A complete and accurate due diligence process often involves collaboration between accountants, lawyers, and financial advisors. Professionals like Madan CPA are instrumental in examining financial records, identifying tax implications, and advising on structuring the deal in a way that maximizes value and mitigates risk.
Why Ontario Needs Tailored Agreements
Ontario’s business environment has its own legal complexities. Corporate transactions here must align with the Ontario Business Corporations Act (OBCA) and relevant federal statutes governing corporations. Compliance with these legal frameworks ensures that the SPA is enforceable and that the transaction stands up to regulatory scrutiny.
In addition, private companies often have internal rules or restrictions, such as rights of first refusal or share transfer restrictions, that require careful review and incorporation into the SPA. Without this, disputes or legal challenges can arise later.
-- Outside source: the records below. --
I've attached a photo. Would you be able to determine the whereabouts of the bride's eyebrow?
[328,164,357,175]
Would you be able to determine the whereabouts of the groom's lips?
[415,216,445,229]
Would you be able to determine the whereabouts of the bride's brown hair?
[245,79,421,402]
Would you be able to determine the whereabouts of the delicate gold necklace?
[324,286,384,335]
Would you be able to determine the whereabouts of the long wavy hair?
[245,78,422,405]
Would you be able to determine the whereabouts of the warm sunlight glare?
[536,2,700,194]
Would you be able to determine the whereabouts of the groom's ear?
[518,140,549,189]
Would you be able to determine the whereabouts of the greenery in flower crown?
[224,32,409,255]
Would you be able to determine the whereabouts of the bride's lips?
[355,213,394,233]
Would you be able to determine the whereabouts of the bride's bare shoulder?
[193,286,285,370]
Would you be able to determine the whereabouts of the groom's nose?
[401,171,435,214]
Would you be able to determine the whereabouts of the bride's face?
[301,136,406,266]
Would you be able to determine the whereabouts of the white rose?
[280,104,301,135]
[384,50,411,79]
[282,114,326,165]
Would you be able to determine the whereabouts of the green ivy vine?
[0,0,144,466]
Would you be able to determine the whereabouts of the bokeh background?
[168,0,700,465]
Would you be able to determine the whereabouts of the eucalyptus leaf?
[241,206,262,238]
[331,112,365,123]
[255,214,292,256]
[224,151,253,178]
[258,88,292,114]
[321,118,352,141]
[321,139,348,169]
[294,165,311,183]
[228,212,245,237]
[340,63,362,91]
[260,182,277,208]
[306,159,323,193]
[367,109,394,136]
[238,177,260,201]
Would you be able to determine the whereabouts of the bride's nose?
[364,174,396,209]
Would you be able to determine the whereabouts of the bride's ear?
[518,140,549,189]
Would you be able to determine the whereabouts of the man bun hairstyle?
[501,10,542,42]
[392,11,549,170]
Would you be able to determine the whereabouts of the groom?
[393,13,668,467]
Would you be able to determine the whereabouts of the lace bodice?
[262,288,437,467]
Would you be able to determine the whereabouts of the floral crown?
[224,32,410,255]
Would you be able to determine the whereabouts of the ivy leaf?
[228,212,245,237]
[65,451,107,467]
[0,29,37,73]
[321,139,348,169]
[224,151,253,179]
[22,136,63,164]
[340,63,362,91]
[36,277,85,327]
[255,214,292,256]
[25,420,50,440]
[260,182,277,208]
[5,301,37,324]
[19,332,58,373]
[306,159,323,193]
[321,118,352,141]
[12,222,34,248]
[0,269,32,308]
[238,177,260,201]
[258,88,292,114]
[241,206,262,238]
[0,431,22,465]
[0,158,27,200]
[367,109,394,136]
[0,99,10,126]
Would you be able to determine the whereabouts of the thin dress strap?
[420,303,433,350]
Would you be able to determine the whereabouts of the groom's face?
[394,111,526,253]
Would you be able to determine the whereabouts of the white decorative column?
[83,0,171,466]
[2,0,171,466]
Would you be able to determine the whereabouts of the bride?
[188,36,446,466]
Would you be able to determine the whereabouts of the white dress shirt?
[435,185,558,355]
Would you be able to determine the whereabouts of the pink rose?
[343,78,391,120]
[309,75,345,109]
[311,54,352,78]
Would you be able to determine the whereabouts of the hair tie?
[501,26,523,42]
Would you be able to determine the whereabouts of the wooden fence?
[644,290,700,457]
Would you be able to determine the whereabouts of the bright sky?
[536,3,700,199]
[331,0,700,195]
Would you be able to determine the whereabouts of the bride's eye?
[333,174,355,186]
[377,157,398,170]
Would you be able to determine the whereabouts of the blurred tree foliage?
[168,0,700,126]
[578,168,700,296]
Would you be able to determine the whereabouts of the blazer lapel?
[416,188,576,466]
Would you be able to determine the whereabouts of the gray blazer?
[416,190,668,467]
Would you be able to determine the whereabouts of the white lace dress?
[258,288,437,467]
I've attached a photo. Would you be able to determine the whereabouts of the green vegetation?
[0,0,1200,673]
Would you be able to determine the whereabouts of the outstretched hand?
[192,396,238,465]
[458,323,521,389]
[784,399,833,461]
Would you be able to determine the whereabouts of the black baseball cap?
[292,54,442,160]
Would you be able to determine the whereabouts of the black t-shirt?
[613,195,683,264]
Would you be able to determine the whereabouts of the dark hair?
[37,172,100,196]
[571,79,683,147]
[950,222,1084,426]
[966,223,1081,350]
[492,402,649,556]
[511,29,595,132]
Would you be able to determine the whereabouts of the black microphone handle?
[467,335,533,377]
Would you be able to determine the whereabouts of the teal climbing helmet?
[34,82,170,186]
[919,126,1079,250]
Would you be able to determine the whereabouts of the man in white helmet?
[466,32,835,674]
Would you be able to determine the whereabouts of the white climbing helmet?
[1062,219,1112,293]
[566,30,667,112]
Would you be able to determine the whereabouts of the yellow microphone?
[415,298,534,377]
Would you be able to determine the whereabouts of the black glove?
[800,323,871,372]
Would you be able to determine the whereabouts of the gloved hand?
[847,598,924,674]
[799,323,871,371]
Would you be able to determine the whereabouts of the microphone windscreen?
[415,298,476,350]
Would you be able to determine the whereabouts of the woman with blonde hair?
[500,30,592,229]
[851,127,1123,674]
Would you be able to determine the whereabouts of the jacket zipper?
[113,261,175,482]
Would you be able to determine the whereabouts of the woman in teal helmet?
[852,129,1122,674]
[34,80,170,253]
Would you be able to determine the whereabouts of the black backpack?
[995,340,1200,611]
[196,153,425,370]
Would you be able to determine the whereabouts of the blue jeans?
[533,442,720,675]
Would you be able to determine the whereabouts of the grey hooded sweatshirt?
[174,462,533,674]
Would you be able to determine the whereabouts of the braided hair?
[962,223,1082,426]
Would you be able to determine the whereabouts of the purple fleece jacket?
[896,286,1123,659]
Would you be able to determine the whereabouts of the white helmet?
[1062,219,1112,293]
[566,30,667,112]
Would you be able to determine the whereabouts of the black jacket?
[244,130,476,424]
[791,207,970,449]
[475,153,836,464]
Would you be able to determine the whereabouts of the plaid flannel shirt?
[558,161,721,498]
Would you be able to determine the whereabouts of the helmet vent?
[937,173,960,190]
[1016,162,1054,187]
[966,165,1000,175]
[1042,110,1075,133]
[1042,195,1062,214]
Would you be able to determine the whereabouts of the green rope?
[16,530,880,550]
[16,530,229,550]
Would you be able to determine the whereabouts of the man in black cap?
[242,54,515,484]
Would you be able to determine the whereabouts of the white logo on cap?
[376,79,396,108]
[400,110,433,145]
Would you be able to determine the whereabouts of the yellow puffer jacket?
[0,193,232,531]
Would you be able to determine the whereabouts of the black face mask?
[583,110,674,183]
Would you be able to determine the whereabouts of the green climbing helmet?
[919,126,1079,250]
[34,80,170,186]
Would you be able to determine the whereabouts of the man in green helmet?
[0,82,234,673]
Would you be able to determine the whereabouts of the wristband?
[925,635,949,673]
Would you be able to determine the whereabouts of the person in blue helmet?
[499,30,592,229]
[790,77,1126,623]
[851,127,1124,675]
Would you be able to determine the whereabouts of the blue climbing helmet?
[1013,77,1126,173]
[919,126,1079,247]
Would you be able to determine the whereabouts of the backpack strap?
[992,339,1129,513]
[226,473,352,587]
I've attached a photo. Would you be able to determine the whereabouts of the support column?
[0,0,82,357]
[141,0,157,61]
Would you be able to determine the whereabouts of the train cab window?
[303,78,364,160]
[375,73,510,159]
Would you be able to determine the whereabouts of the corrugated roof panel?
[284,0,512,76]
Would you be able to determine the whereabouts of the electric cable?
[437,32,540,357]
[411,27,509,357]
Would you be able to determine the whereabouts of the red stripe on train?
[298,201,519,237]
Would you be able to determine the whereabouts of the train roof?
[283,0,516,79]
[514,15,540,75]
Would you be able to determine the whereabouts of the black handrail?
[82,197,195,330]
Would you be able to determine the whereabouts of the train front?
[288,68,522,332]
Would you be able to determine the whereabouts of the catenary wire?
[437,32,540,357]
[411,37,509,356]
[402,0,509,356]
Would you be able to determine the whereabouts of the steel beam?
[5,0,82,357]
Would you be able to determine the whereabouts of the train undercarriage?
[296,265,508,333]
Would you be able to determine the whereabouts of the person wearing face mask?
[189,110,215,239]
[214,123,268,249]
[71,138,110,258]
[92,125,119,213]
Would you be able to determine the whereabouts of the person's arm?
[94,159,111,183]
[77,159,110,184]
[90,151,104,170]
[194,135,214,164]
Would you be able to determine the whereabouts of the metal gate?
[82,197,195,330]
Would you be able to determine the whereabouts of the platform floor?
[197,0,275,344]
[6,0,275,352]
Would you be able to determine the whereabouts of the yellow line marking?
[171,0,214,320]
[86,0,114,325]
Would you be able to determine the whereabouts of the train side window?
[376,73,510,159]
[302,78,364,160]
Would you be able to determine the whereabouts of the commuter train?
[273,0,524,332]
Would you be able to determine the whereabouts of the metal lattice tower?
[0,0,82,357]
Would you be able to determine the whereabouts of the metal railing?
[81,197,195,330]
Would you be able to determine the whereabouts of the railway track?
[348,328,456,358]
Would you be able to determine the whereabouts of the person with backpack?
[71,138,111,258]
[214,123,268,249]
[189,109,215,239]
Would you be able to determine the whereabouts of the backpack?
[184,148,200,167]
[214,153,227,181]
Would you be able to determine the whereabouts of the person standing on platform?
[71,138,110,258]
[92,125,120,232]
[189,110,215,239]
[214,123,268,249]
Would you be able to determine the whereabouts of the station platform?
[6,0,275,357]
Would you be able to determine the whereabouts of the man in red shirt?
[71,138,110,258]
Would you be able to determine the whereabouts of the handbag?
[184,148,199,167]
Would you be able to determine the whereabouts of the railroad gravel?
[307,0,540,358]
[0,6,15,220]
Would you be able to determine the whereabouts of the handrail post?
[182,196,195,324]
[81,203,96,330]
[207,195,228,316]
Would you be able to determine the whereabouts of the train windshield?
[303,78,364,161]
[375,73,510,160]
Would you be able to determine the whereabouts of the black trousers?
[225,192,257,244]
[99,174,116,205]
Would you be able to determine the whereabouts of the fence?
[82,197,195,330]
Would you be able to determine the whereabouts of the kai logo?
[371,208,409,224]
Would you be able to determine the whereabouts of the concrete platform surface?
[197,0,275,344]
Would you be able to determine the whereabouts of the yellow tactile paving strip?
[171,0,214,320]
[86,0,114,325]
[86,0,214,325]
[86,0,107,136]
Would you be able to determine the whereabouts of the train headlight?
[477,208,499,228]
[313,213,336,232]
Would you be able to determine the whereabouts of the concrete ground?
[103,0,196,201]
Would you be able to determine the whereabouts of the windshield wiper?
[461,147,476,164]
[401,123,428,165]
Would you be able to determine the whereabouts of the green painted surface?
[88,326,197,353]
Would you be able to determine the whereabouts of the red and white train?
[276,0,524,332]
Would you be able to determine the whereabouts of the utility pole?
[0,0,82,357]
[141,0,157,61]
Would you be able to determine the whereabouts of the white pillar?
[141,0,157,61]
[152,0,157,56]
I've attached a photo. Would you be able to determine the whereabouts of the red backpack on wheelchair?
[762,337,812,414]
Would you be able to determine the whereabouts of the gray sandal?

Work with Experts Like Madan CPA
A Share Purchase Agreement is more than just paperwork – it’s the foundation for a smooth change in ownership. From negotiating price adjustments and tax implications to ensuring complete compliance with provincial and federal laws, having seasoned professionals on your side is invaluable.
Madan CPA brings deep financial acumen to the SPA process. His experience with corporate transactions, tax planning, and due diligence makes him a trusted advisor for business owners and investors in Ontario. With Madan’s guidance, you can approach share purchase transactions with confidence, clarity and strategic foresight.
Conclusion
A Share Purchase Agreement in Ontario is a cornerstone document for any business ownership transfer structured through share sales. It governs not just the mechanics of the deal but also the protections, rights, and obligations that bind the buyer and seller. With the help of knowledgeable professionals like Madan CPA, stakeholders can navigate this complex process with expertise and peace of mind – ensuring that the transition of ownership is smooth, legally sound, and aligned with their long-term business goals.
Disclaimer
The information provided on this page is intended to provide general information. The information does not take into account your personal situation and is not intended to be used without consultation from accounting and financial professionals. Allan Madan and Madan Chartered Accountant will not be held liable for any problems that arise from the usage of the information provided on this page.